I don't smoke anymore. Anderson threw all my cigarettes in the trash. He never blamed anything, but he would pop up when I sneaked out the lighter to light a cigarette, gently undressed me, threw me on the bed, and tossed my legs apart.
Anderson can play the piano. I like to see him sitting in front of the grand piano in the piano room and looking intently. Beethoven's melody unfolded in the room beautifully.
Sometimes he would tell me stories he had heard at work. My favorite story is about a group of cryptographers breaking a German cipher called "Mi". Among them was a genius mathematician who graduated from Cambridge. Based on group theory, he solved the biggest puzzle in this war. They even produced a batch of decryption machines. This thing was so advanced that after the war, Prime Minister Churchill personally ordered them to be smashed into pieces no larger than the size of a fist.
I was doing crossword puzzles for the newspaper at the time, and I was very dissatisfied: "I also graduated from Cambridge, does he have my genius?"
Andre Mengheng sat by the fireplace and read the materials, and thought about it for a moment: "Yes."
I squinted at him: "Am I more handsome, handsome and charming?"
He looked at me carefully for a long time, and smiled with his eyes bent: "Yes."
I was angry: "Let him go to hell!"
"No, honey." Andemon put down the information in his hand and came to kiss me: "He is with the one who loves him. Together forever."
I once found a black and white photograph in a cupboard at home of a beautiful woman in trousers and a blouse. The fluffy curly hair draped over the shoulders, and the smile was like a delicate flower.
"Ex-girlfriend?" I asked.
"This is Anne, my assistant." He sighed: "During the war, she entered the German occupied area alone and rescued three valuable female colleagues from the concentration camp. It is very remarkable."

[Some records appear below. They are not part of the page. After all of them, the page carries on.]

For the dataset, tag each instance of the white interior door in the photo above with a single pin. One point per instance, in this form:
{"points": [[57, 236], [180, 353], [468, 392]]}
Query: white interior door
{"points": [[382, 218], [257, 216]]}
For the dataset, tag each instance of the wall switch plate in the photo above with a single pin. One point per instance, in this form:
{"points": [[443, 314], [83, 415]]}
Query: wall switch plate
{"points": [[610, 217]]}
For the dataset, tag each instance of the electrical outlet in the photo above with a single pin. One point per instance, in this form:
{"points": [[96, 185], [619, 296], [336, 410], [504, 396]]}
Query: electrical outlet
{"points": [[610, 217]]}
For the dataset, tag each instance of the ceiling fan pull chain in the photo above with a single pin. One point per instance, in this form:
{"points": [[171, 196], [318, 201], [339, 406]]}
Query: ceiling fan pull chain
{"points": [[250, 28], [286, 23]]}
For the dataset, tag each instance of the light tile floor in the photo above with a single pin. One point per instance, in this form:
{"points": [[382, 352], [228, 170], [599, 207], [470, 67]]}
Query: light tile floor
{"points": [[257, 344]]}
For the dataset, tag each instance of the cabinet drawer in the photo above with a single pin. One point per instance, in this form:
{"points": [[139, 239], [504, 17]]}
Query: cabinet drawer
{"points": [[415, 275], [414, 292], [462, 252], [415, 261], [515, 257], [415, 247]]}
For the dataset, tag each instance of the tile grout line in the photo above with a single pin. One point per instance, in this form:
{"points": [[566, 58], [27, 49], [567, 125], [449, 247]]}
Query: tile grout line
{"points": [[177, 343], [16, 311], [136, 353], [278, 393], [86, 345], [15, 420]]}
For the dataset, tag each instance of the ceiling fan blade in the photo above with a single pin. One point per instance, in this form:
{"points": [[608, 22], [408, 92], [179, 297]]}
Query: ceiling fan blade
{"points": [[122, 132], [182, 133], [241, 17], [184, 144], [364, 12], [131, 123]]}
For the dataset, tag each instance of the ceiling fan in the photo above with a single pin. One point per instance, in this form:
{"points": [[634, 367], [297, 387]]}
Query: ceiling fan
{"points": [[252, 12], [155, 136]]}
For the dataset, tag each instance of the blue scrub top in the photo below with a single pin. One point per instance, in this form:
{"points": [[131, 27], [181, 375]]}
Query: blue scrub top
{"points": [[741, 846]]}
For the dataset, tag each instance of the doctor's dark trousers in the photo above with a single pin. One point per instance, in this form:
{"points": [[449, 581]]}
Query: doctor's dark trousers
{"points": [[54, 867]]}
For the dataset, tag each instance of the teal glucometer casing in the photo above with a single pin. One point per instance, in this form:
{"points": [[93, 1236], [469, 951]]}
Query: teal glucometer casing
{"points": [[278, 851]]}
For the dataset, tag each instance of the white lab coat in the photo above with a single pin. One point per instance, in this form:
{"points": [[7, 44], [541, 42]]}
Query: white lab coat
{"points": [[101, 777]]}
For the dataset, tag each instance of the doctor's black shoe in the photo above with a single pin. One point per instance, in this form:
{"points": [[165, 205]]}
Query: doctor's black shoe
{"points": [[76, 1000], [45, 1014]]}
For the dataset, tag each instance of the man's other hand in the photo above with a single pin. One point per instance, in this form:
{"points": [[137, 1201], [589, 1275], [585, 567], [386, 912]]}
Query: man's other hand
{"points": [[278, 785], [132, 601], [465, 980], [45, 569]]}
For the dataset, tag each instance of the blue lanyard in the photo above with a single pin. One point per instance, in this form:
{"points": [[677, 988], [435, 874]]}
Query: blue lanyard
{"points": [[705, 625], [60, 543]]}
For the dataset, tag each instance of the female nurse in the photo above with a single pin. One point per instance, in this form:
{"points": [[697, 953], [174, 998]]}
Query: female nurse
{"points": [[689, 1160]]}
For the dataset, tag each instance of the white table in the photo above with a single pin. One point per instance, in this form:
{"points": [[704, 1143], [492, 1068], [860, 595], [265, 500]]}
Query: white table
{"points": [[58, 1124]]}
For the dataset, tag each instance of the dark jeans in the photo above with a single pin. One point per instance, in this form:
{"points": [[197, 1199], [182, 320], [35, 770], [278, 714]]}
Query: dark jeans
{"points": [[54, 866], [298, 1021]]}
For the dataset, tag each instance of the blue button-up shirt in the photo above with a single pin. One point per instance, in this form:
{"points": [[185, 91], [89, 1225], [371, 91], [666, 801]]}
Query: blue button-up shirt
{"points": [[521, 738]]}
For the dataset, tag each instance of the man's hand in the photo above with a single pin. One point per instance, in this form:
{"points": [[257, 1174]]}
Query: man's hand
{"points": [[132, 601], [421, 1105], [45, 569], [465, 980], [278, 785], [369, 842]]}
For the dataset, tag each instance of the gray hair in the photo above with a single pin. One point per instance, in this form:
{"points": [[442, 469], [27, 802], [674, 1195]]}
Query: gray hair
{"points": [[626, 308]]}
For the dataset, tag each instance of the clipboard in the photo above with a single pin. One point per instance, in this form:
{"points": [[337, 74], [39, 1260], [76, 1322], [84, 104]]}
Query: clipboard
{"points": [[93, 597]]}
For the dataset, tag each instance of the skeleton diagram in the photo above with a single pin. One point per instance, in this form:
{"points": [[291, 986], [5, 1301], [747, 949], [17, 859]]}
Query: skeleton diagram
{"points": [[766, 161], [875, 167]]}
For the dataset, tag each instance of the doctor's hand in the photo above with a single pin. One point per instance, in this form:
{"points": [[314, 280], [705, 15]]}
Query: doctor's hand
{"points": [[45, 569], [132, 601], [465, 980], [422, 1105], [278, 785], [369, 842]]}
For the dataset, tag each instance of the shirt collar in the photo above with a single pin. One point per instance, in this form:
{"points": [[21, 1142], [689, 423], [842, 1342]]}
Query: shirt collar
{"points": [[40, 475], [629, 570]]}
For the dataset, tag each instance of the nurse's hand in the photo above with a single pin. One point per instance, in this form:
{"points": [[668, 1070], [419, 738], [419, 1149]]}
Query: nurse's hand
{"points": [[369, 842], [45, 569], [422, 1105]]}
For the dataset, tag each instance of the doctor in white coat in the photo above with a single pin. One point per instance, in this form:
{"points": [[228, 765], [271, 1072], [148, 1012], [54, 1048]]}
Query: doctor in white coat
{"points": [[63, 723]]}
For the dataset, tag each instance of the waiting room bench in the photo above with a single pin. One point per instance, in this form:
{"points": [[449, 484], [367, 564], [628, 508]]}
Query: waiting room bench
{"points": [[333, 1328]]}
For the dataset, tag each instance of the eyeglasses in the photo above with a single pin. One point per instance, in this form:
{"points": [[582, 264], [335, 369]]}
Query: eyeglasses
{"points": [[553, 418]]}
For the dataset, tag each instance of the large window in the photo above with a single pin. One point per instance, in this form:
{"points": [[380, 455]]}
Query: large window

"Oh, it's amazing!" At that moment, I don't know why, and I feel a little nostalgic: "Is there a chance to meet her?"
"No." Andermeng's dark blue eyes dimmed a bit: "She died. But her colleague survived."
"I think I've seen her somewhere."
"That's an illusion." He took the photo and put it in his suit pocket: "You remember it wrong."
I keep remembering things wrong.
I once stopped by a cable factory to meet an acquaintance, and happened to see workers copying electric meters. A Jew with shoulder-length black curly hair and an aquiline nose, in an oil-stained blue overalls, climbed up a pipe to read a meter. It felt very familiar for a moment.
For some reason, I suddenly saw him wearing a woolen coat, sitting casually on the window sill of the office drinking coffee.
"What's his name?" I asked my friend.
"Raphael Hughes," said the friend indifferently, "this man was a coward who didn't go to the front in the war."
"Where was he during the war?"
"God knows. I asked him, but he never said anything." The friend shrugged.
I remembered that I had never been on a battlefield, and suddenly felt a strange sense of familiarity. But I don't know Raphael. Xiuzi was a man, so he glanced at him silently and left.
Friends and I discussed the devastation of the London air raids, and his relatives and friends who never came home. He looked sad, but his eyes were full of hope: "The war is won, I can't believe it!"
I don't know anything about these. Whenever I try to recall them, I feel nothing but a void in my chest, like the endless gray-blue sky of Britain overhead.